Module · Red Teaming

Prove your models resist attacks, continuously

Do your models survive a jailbreak? Red Teaming tests them continuously, not once a year. Reusable attack campaigns, a catalog of techniques, and a measured success rate per category: objective evidence of robustness.

Prove your models resist attacks, continuously in the RenLayer console

Continuous and reproducible, not annual and manual

Red Teaming runs automated adversarial campaigns against your agents and endpoints. Each campaign draws from an attack catalog (prompt injection, jailbreak, system-prompt disclosure, agentic boundary, insecure-output handling and sensitive disclosure) and reports an attack success rate, critical findings and a judge verdict on every transcript.

Campaigns re-run automatically on the triggers that actually change risk: a model change, a knowledge-base change, or a schedule. Targets are authorized explicitly before they can be tested, across OpenAI, Anthropic, Azure OpenAI and custom endpoints, with agentic-boundary (tool-calling) attacks gated behind an explicit toggle.

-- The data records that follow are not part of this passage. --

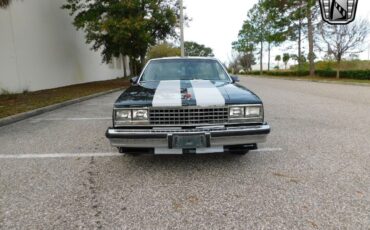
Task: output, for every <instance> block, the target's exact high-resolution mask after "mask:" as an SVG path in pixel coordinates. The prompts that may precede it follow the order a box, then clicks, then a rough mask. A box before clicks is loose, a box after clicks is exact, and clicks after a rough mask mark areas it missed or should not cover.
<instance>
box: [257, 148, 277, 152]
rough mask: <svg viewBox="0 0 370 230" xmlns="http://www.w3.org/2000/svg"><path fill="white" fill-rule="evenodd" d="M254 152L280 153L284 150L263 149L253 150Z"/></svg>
mask: <svg viewBox="0 0 370 230" xmlns="http://www.w3.org/2000/svg"><path fill="white" fill-rule="evenodd" d="M252 151H254V152H280V151H283V149H282V148H262V149H256V150H252Z"/></svg>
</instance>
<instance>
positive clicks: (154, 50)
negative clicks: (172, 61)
mask: <svg viewBox="0 0 370 230" xmlns="http://www.w3.org/2000/svg"><path fill="white" fill-rule="evenodd" d="M180 55H181V49H180V48H178V47H174V46H173V45H172V44H168V43H162V44H158V45H155V46H153V47H151V48H150V49H149V51H148V54H147V58H148V59H153V58H162V57H174V56H180Z"/></svg>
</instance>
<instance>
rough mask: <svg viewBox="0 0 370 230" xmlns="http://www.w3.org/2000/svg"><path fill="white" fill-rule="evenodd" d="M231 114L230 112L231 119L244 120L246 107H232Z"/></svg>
mask: <svg viewBox="0 0 370 230" xmlns="http://www.w3.org/2000/svg"><path fill="white" fill-rule="evenodd" d="M229 112H230V118H243V117H244V107H231V108H230V111H229Z"/></svg>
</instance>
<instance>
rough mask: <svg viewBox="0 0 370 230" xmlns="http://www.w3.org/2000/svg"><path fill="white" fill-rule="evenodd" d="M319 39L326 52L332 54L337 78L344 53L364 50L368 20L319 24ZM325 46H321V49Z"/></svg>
mask: <svg viewBox="0 0 370 230" xmlns="http://www.w3.org/2000/svg"><path fill="white" fill-rule="evenodd" d="M319 31H320V34H321V39H322V41H323V44H324V46H325V48H327V54H328V55H332V56H334V58H335V60H336V61H337V78H339V77H340V69H341V66H340V64H341V61H342V59H343V57H344V56H345V55H346V54H358V53H361V52H363V51H364V47H363V45H364V41H365V39H366V38H367V36H368V34H369V32H370V26H369V22H368V21H367V20H364V19H361V20H359V19H357V20H356V21H355V22H352V23H350V24H348V25H327V24H325V23H321V24H320V26H319ZM325 48H323V47H321V50H324V49H325Z"/></svg>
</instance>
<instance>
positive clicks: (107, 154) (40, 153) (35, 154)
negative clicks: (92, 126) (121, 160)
mask: <svg viewBox="0 0 370 230" xmlns="http://www.w3.org/2000/svg"><path fill="white" fill-rule="evenodd" d="M115 156H122V154H119V153H39V154H13V155H0V159H42V158H78V157H81V158H82V157H115Z"/></svg>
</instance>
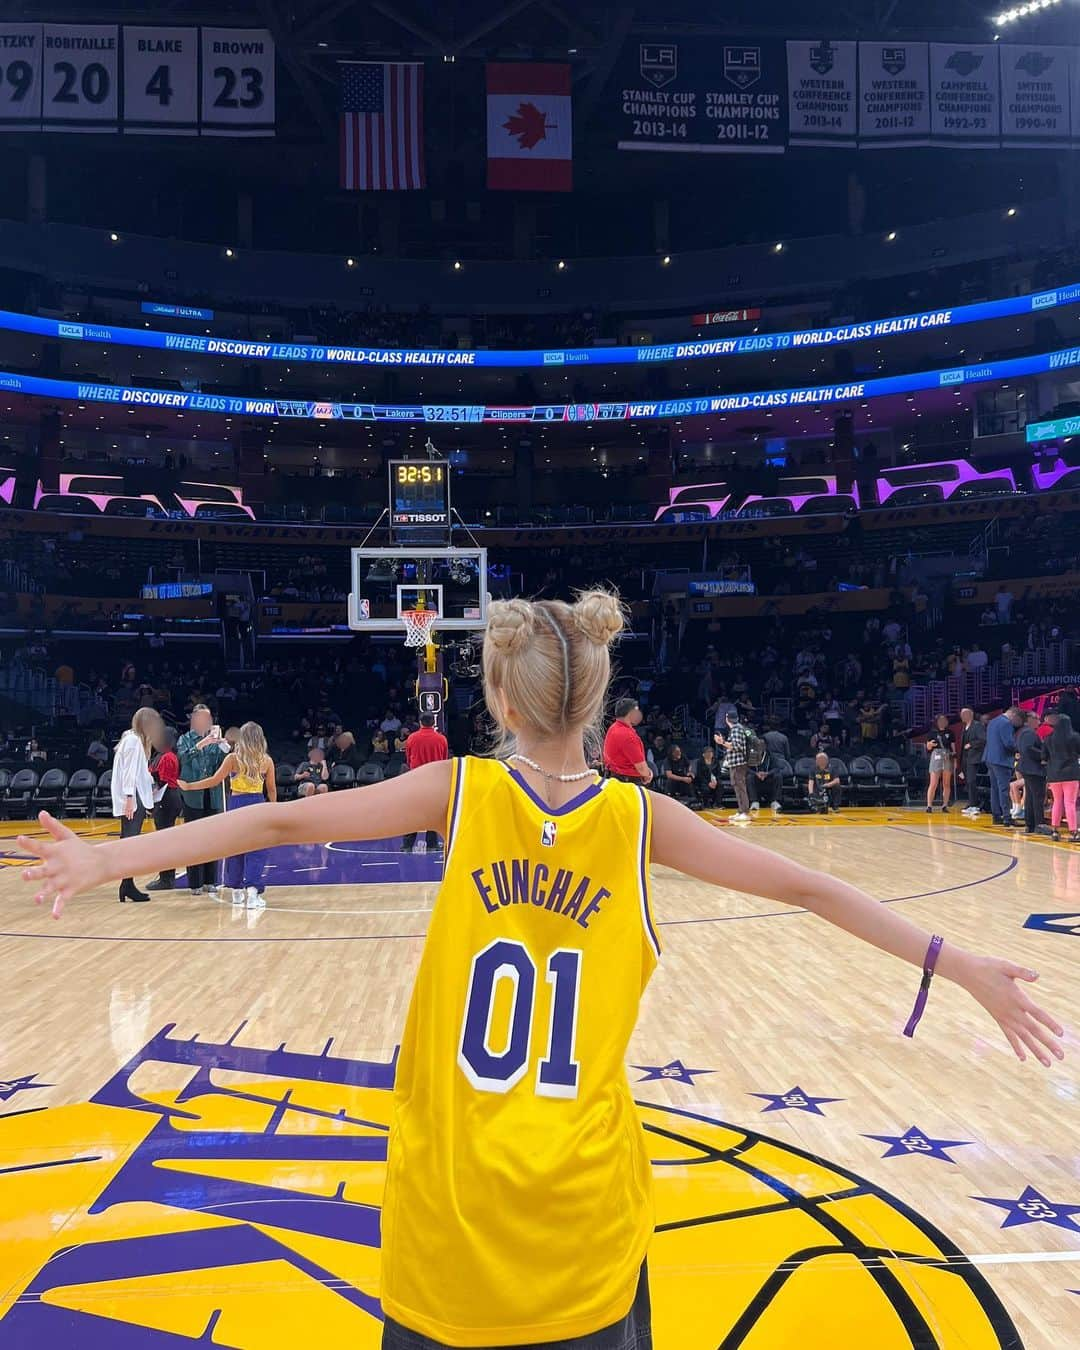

What Red Teaming gives you

Continuous campaigns

Reusable campaigns with KPIs (attack success rate, critical findings, last run) that re-run on the triggers you choose.

Attack catalog

Prompt injection, jailbreak, system-prompt disclosure, agentic boundary, insecure output handling and sensitive disclosure, plus custom multi-turn attacks.

Trigger automation

Run on model change, knowledge-base change or a cron schedule, so robustness is re-verified whenever the system changes.

Multi-provider targets

Authorize targets across OpenAI, Anthropic, Azure OpenAI and custom endpoints, with bearer, custom-header or no auth.

Judge verdicts

Every attack transcript gets a breached/defended verdict from a judge, so the success rate is measured, not eyeballed.

Agentic-boundary control

Tool-calling attacks that probe real-action boundaries are gated behind an explicit per-target toggle and skipped by default.

What we test

  • Campaigns Attack success rate, critical findings, triggers, last run, status Each campaign tracks robustness over time and re-runs on change.
  • Catalog Prompt injection, jailbreak, system-prompt disclosure, agentic boundary, insecure output, sensitive disclosure Built-in techniques plus custom multi-turn attacks, with severity.
  • Targets Provider, model, auth, authorization Endpoints under test; a target must be authorized before it can be red-teamed.
  • Triggers On model change, on KB change, on schedule, manual Robustness re-verified whenever the underlying system changes.
  • Verdicts Breached / defended per transcript A judge classifies each attempt so the success rate is objective.

Authorize, attack, measure

  1. Authorize a target

    Add the endpoint under test with its provider, model and auth, and explicitly authorize it before any attack runs.

  2. Build a campaign

    Pick attacks from the catalog or add custom ones, set the triggers, and run.

  3. Track the success rate

    Watch the trend of findings and success rate by category, and review the judge verdict on every breached transcript.

Frequently asked questions

How is this different from a one-off LLM pentest?

A manual pentest is a point-in-time snapshot. Red Teaming is continuous and reproducible: campaigns re-run automatically on every model or knowledge-base change, so you have current evidence of robustness instead of a report that is stale the day after it ships.

Which attacks are included?

Prompt injection, jailbreak, system-prompt disclosure, agentic-boundary, insecure-output handling and sensitive disclosure, each with a severity. You can also define custom multi-turn attacks for your own threat model.

Is it safe to run against production endpoints?

Targets must be explicitly authorized before any attack runs, and agentic-boundary (tool-calling) attacks that could take real actions are gated behind an explicit toggle and skipped by default.

What providers can I target?

OpenAI, Anthropic, Azure OpenAI and custom endpoints, with bearer-token, custom-header or no authentication.